The literature reviewed suggests an emerging theory of mindfulness-based stress reduction, enhaning attentional control while reducing habitual evaluation. We must consider such mechanistic inferences cautiously, as few studies have been replicated in the research literature. At the same time, several themes have become apparent in our narrative review.

First, no single brain network can explain or track mindfulness, as mindfulness is a multifaceted construct with many components, and likely requires the coordination of multiple brain systems to alter existing mental habits and eventually replace them with more adaptive cognitive patterns for perceiving and responding to life events. The central elements of mindfulness are themselves under investigation, and a new generation of dismantling studies that seek to hone in on the minimum essential ingredients of mindfulness are currently underway, for example, examining the role of homework practices in MBCT (Williams et al., 2013), or comparing training in focused attention against training in open monitoring (Chin et al., 2019). As these dismantling studies mature, they will inform neurobiological paradigms by allowing for more specific forms of induction and training. Over time, this may allow for a closer correspondence between specific mechanisms of MT and the underlying neural dynamics that best support efficacious contemplative training.

Second, there is room for optimism in that mindfulness seems associated with multiple levels of analysis with a “dorsal” shift, i.e., the more dorsal CEN seems to become increasingly empowered to activate and communicate with other brain regions through MT, and offers an alternative to evaluation and self-referencing in the face of stressful experience. Learning to “decenter” or see things from a wider, more objective perspective is a central goal of MT, and is very consistent with a shift from DMN/SLN connectivity with sensory cortices to greater connectivity with the CEN.

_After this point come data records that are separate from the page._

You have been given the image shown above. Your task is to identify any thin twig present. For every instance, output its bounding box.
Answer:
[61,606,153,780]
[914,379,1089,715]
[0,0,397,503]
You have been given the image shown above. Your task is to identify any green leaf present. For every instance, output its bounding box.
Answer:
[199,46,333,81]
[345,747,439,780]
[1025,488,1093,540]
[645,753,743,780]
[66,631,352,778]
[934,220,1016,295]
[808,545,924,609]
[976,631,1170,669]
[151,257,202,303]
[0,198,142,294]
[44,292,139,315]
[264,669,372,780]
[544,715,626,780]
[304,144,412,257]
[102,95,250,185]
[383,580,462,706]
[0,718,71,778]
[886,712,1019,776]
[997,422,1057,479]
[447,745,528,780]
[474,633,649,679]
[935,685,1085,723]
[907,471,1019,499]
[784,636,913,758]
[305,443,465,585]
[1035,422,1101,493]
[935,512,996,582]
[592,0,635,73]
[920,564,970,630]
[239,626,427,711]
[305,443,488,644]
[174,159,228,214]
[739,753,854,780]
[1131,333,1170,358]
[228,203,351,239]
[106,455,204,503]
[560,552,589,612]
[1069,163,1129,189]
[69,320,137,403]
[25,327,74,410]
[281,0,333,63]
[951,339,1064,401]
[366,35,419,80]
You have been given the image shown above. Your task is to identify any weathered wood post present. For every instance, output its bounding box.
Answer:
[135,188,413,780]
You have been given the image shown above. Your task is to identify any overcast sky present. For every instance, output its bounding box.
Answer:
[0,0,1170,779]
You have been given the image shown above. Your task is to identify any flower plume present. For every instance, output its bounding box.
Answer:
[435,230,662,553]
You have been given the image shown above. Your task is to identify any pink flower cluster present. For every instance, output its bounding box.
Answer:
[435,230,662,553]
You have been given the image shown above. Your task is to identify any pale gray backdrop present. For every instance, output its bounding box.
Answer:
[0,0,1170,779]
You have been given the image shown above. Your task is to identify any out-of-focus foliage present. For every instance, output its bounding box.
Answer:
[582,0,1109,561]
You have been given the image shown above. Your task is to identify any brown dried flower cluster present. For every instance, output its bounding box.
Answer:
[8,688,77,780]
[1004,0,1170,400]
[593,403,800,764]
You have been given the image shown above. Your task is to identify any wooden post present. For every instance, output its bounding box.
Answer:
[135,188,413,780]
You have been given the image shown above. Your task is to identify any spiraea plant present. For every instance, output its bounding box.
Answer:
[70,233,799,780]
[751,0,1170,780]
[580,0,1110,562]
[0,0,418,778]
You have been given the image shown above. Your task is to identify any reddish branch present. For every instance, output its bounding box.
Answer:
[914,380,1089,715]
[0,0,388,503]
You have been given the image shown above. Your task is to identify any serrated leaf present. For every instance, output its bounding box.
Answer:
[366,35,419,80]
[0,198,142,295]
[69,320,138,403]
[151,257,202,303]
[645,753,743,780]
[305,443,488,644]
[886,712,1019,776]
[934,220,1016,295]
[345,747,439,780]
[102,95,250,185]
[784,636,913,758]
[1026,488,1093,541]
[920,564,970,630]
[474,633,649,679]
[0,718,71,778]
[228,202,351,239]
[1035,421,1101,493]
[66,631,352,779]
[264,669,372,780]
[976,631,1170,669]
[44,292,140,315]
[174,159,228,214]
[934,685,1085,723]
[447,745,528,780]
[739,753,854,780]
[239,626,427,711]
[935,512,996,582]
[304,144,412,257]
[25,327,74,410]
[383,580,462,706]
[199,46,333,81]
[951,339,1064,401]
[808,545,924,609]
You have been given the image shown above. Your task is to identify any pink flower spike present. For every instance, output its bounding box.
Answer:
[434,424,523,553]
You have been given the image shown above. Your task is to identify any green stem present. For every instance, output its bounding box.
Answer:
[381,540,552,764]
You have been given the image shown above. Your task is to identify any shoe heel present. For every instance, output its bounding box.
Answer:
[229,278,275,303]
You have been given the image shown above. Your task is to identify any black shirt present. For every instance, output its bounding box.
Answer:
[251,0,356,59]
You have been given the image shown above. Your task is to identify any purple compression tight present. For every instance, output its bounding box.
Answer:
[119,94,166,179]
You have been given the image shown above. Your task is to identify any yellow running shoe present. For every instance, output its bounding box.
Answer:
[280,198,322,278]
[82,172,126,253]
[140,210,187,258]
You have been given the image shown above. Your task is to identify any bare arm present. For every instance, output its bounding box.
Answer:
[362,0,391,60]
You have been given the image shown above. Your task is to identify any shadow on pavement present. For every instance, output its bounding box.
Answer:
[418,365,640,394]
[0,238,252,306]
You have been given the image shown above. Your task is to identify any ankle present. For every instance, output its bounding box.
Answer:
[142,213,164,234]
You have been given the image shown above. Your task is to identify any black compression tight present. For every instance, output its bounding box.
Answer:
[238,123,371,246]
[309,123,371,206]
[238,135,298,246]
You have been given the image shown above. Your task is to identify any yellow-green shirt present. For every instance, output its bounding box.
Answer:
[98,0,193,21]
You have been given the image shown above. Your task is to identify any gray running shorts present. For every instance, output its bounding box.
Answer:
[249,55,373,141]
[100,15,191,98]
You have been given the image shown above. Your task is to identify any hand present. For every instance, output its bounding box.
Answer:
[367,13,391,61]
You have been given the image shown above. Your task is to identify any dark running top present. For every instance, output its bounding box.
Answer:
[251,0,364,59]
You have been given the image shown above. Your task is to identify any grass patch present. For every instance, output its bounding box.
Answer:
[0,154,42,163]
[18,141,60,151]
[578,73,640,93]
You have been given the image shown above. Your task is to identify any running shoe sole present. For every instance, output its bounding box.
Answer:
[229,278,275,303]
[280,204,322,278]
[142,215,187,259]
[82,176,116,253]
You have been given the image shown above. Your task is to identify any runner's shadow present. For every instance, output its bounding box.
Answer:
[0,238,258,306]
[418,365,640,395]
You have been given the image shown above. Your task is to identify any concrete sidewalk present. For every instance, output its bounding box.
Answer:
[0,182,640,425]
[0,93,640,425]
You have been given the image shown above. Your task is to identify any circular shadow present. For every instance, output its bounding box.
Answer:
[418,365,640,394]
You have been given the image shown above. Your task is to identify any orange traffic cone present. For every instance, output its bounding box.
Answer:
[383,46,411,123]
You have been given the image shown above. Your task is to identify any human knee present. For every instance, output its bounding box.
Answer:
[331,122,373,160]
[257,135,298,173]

Third, there is evidence from multiple sources that MT involves not just enhanced CEN connectivity, but also greater representation and integration of sensory information to the prefrontal cortex. This is often reported via CEN connectivity, but occasionally through SLN or DMN connectivity, especially in clinical studies. The integration of sensory information represents a marked shift away from the brain’s tendency to prune out sensory signals in favor of more rarefied conceptual and response distinctions in the prefrontal cortex. As such, mindfulness may represent a radical shift toward neural plasticity as sensory information is prioritized, likely provoking downstream changes in how we represent and respond to perceived events. This move to become “sensory learners” may also account for the widespread findings of cortical growth or reduced atrophy across the life span in meditation practitioners.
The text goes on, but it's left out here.